Document Type



Paediatrics and Child Health


We aimed to assess self-efficacy and the experience of depression-related emotions among non-pregnant adolescent and young women (15–23 years) living in rural Pakistan, and determine their association with measures of nutritional status.
Outcomes were assessed from the Matiari emPowerment and Preconception Supplementation (MaPPS) Trial baseline data (n = 25,279). Self-efficacy and depression-related emotions were determined and categorized using the general self-efficacy scale (low, moderate, and high) and DASS-21 tool (normal, mild, moderate, severe, and extremely severe), respectively. Nutritional status was evaluated using hemoglobin concentration (HemoCue Hb 301 System) and body mass index (BMI). Associations were assessed using ordinal logistic regression, and multivariate models were adjusted for education, parity, wealth index, and clustering.
The majority of participants were categorized as having moderate self-efficacy (50.6%) and experienced normal range depression-related emotions (76.3%). The mean hemoglobin concentration and BMI were 11.5 ± 1.9 g/dL and 20.2 ± 3.8 kg/m2, respectively.
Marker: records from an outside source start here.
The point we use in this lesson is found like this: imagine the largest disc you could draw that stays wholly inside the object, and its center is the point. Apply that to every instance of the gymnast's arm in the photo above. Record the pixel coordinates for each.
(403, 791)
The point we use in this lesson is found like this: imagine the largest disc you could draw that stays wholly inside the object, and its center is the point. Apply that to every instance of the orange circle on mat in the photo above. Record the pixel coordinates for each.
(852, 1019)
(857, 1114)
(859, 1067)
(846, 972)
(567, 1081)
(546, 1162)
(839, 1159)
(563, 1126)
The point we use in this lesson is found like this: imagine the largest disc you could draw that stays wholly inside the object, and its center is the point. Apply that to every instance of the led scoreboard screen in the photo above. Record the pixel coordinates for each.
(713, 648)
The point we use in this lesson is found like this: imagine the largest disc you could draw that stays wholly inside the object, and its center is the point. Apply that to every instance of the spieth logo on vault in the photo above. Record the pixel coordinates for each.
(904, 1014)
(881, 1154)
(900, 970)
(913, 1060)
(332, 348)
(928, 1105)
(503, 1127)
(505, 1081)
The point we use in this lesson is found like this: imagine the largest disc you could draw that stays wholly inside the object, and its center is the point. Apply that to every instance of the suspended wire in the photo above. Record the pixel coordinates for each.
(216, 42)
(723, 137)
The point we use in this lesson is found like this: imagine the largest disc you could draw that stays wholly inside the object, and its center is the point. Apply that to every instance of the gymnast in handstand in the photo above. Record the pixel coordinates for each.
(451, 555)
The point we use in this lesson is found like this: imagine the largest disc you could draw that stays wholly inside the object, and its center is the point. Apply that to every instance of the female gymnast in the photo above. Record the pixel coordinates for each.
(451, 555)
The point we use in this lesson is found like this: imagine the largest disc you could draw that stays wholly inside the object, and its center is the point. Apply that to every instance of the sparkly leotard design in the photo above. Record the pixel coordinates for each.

Each unit of increase in hemoglobin was associated with having higher self-efficacy (β = 0.018; 95% confidence interval (CI): 0.005 to 0.031) and lower severe depression-like emotions (β = -0.018; 95% CI: - 0.033 to -0.002). Similarly, BMI was associated with higher self-efficacy (β = 0.010; 95% CI: 0.004 to 0.017) and lower severe depressionlike emotions (β = -0.014; 95% CI: -0.022 to -0.007). For all models, however, wealth index had a stronger effect on the outcomes of interest.
Poor nutritional status is suggested to be associated with behavioral organization and one’s emotional state. In this setting with a high prevalence of micronutrient deficiencies, we observed associations between lower hemoglobin and BMI with low self-efficacy and experiencing depressed mood, although the effect sizes were small. Findings may reflect potential confounding in the link between empowerment and mood, and poverty.
Funding Sources:
Bill and Melinda Gates Foundation, World Food Programme.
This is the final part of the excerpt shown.